Türkiye’nin artan ihracatla beraber düşük faizlerin esas alınarak denemekte olduğu yeni ekonomik modelin fayda getirip getirmeyeceğini göreceğiz.

O zamana kadar da asgari ücrete yapılan yüzde 50 gibi rekor zamlarla dar gelirlinin maaşlarının devlet tarafından sübvanse edileceğine yönelik iradeyi de olumlu buluyorum.

Fakat bu yaşanılanları sadece Türkiye ölçeğinde değerlendirirsek yanılmaktan öteye geçemeyiz.

Dünya Ekonomik Forumu Kurucusu ve Başkanı Klaus Schwab’ın Haziran 2020’de yazdığı yazıyı hatırlatmak isterim:

“Daha iyi bir sonuç elde edebilmek için dünyanın birlikte hareket etmesi, toplumlarımızı ve ekonomilerimizi, eğitimden toplum sözleşmelerine ve çalışma koşullarına tüm açılardan hızlıca yenilememiz gerekiyor. ABD’den Çin’e her ülkenin bu ortak eyleme katılması gerekiyor, petrol ve doğalgazdan teknolojiye her sektörün dönüşmesi gerekiyor. Kısacası kapitalizme büyük bir ‘reset atmamız’ gerekiyor.”
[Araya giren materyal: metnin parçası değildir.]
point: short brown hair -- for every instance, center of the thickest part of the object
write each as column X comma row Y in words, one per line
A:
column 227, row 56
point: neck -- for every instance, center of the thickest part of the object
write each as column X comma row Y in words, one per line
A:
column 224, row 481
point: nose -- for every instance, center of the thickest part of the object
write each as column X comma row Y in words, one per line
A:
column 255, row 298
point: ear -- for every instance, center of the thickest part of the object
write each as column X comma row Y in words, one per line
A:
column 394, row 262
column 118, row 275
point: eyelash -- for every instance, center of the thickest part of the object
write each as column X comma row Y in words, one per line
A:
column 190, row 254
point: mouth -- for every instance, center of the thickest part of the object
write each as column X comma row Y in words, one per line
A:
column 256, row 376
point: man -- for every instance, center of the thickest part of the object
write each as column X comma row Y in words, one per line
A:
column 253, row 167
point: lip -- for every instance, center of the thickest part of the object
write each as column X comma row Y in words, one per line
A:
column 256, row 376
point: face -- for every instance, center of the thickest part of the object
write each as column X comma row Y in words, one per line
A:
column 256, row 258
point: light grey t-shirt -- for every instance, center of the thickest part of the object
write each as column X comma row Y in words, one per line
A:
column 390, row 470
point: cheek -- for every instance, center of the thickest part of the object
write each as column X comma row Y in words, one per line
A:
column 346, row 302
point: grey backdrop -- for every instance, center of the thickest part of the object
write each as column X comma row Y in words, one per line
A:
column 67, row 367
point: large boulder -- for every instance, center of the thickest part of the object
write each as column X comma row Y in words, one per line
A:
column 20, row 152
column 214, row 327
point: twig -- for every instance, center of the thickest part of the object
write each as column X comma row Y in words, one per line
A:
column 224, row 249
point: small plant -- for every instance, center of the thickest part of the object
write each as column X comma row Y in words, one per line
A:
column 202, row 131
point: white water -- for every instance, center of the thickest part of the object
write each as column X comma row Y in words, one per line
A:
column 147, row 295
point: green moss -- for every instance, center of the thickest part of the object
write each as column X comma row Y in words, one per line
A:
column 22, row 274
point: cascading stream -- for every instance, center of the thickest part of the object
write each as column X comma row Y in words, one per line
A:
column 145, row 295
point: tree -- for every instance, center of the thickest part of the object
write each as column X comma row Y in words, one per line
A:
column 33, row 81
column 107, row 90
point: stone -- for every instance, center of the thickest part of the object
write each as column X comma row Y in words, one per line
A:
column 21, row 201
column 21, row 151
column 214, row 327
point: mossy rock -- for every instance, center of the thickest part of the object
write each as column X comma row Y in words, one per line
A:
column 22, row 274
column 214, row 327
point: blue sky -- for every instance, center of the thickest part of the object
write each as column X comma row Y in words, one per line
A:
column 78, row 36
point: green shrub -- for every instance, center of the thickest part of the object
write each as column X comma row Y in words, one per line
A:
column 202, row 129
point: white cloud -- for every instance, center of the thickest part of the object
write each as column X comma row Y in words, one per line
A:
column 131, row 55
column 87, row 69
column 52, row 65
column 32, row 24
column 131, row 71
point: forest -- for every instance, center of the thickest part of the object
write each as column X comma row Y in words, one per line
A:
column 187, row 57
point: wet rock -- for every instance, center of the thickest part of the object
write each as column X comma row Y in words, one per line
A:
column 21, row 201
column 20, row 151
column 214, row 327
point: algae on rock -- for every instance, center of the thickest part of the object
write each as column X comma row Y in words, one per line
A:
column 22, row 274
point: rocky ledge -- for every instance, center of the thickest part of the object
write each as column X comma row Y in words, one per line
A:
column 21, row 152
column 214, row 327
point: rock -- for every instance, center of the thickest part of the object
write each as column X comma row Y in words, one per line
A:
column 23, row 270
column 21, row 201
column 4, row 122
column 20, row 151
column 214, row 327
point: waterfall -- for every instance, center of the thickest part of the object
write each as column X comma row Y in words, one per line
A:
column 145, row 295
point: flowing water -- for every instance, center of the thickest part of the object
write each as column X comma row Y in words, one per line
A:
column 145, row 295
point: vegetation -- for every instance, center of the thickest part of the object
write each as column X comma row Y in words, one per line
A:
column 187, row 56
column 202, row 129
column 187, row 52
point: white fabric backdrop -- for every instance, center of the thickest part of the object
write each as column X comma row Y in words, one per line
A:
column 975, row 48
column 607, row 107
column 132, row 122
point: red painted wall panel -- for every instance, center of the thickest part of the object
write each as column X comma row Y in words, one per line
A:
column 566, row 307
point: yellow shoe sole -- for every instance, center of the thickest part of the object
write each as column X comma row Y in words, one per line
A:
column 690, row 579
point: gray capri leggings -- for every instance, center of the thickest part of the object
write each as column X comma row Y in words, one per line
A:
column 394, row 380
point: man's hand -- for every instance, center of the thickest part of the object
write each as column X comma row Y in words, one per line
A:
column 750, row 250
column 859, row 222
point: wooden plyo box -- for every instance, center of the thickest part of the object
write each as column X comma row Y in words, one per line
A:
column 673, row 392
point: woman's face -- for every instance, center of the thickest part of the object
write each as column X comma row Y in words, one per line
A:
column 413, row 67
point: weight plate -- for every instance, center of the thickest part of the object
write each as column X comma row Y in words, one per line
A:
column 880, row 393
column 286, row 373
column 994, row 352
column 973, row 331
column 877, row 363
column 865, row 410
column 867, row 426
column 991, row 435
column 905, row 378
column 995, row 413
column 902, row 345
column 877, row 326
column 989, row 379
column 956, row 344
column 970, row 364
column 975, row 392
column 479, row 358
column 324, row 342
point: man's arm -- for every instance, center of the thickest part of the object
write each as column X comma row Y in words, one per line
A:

Daha salgın yeni başlamışken yazmış olduğu bu yazıda ABD’de yaşayan her dört kişiden birinin işsizlik başvurusunda bulunduğunu belirten Schwab şöyle devam ediyor:

“Büyük Reset gündeminde üç ana başlık var. İlk unsur, pazarı daha adaletli bir yere dönüştürmek. Bu bağlamda hükümetlerin (örneğin vergi, mevzuat ve mali politikalarda) koordinasyonu iyileştirmesi, ticaret anlaşmalarını güncellemesi ve bir “paydaş ekonomisi” için koşulları yaratması gerekiyor. Vergi matrahlarının düştüğü ve kamu borcunun arttığı bu dönemde hükümetlerin elinde bunu gerçekleştirmek için çok güçlü bir teşvik var.”

Dolayısıyla durum sadece Türkiye ekonomisinin göstergeleriyle konuşulacak bir mesele değil.

Gelgelelim, TÜSİAD’ın dediği gibi “genel kabul görmüş iktisat bilimi kurallarına hızlıca dönülmeli” çağrısının da bir anlamı yok.

Çünkü o “genel kabul görmüş iktisat biliminin kurallarının” er ya da geç yıkılacağını Schwab ifade ediyor.

Not: Başlı başına bir köşe yazısı yazmaya değmez. Yıllardır ekran önünde “gazeteci” diye pazarlanan şahsın sınıfsal kibrinin kamera arkasında nerelere varabileceğini gördünüz. Bundan sonra bir basın emekçisini tokatlayan o şahsı televizyona çıkartanlar ondan daha acınası durumdadır.